Then, you can have nested objects. Here’s a nested thing, prop = 1, and now we have a nested thing. One of the concepts that drives how we think about Pkl and how we want to design Pkl is to have it closely model the target configuration so that when you read a Pkl file, it looks like the thing that you’re targeting. If you’re describing Kubernetes, for example, you don’t have to guess what that means.

Now I want to jump into what it’s like to use Pkl. Earlier in my slides, we had this. We had my made-up infrastructure as code system, and I want to show you what it looks like when you use Pkl to describe this rather than YAML. One of the concepts of Pkl is you want to describe the schema of the system. Then, once you have the schema, then you can provide the data. Let’s go ahead and do that. I’m calling this FooBarSystem.

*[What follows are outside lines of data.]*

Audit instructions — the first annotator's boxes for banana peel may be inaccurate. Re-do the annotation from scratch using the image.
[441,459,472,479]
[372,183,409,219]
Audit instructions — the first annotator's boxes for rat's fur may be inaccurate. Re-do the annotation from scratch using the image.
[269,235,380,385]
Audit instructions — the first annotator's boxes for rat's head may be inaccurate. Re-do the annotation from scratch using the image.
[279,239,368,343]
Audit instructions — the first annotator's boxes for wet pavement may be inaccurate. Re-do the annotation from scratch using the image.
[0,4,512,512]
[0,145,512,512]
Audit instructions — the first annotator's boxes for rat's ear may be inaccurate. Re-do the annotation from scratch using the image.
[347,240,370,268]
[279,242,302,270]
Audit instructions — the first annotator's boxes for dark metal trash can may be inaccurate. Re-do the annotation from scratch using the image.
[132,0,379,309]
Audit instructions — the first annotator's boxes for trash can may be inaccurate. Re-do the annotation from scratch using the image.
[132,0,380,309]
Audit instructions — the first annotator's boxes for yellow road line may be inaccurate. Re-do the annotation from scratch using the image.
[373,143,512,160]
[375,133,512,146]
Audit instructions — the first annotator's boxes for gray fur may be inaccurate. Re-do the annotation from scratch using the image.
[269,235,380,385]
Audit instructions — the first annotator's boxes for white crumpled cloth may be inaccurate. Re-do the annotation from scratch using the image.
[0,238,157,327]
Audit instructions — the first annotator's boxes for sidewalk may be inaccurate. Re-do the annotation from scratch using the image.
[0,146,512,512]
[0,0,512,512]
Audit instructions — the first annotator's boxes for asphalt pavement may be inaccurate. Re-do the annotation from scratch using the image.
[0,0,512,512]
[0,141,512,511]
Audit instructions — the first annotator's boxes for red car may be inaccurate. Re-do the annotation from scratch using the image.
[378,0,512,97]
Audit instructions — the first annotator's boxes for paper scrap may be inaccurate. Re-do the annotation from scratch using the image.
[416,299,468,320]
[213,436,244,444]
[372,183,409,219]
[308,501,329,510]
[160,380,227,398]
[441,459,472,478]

Then, let’s take the YAML and let’s figure out what it looks like as Pkl. We have machines, so that’s a property, and we can go ahead and declare a property. In this case, instead of providing a value, because I’m describing the schema, I’m just going to provide a type annotation. Machines happens to accept a YAML sequence of objects, and in Pkl, the way that you describe that is to say this is a listing. This is a listing of something, in this case, let’s call it Machine.

Now that we’ve described this top-level machines thing, the editor has told us, I don’t know what machine is, and then we get some editor hints in here. Let’s go ahead and fill it out. Machines is also an object, so we’ll call that a class, and the region is a String. We can actually do a little better than that. Here, let’s assume that region is a closed set of strings. We only have so many regions. We don’t have us-west-3. We don’t have us-south or us-north.

In this case, we can just say this is us-west or us-east. This might look familiar if you come from TypeScript, or maybe Scala 3, or other languages that have union types. Then we have environment, and these are environment variables. This is an arbitrary map of string to string. In Pkl, we’ll say this is a mapping of string to string. Next, we have CPUs, which is an Int. Earlier I said, maybe it’s not valid if we want to create a machine with 10 million CPUs. We can actually say this is an int, or this is less than 64. What I’m doing here is I’m creating a type that has a constraint on it, and this constrains the set of possible values that you can provide to CPUs. Also say this is a UInt, because maybe negative CPUs doesn’t make sense either.

One more example. The next thing is memory. Memory, over here, is a string. In Pkl, we can do a little better than that. We can say memory is a data size, and data size is a primitive that’s built right into Pkl. What this means is you don’t need to guess how that system represents 4 gigabits, because you don’t write a string, you use the primitive that’s built into Pkl.

I’m going to skip ahead, and I’m going to show you what it might look like in an actual code base. Typically, you would take a little bit of time and make this somewhat polished so that when you later use this, it’s clear to your developers what all of these things mean. I’m going to go ahead and copy and paste that to here. Then I’m going to blast through the rest of this real quick. We have CPUs. Here, I said it’s a UInt8. Then we have healthchecks. Healthchecks has a port, that’s a UInt16. The type, again, it’s a string literal union. Then the interval, on the YAML side, we have 5. What is 5? What does that mean? In Pkl, we can say this is a duration. Again, that’s a primitive type within Pkl. Then, finally, we’re going to say the output of this module is YAML.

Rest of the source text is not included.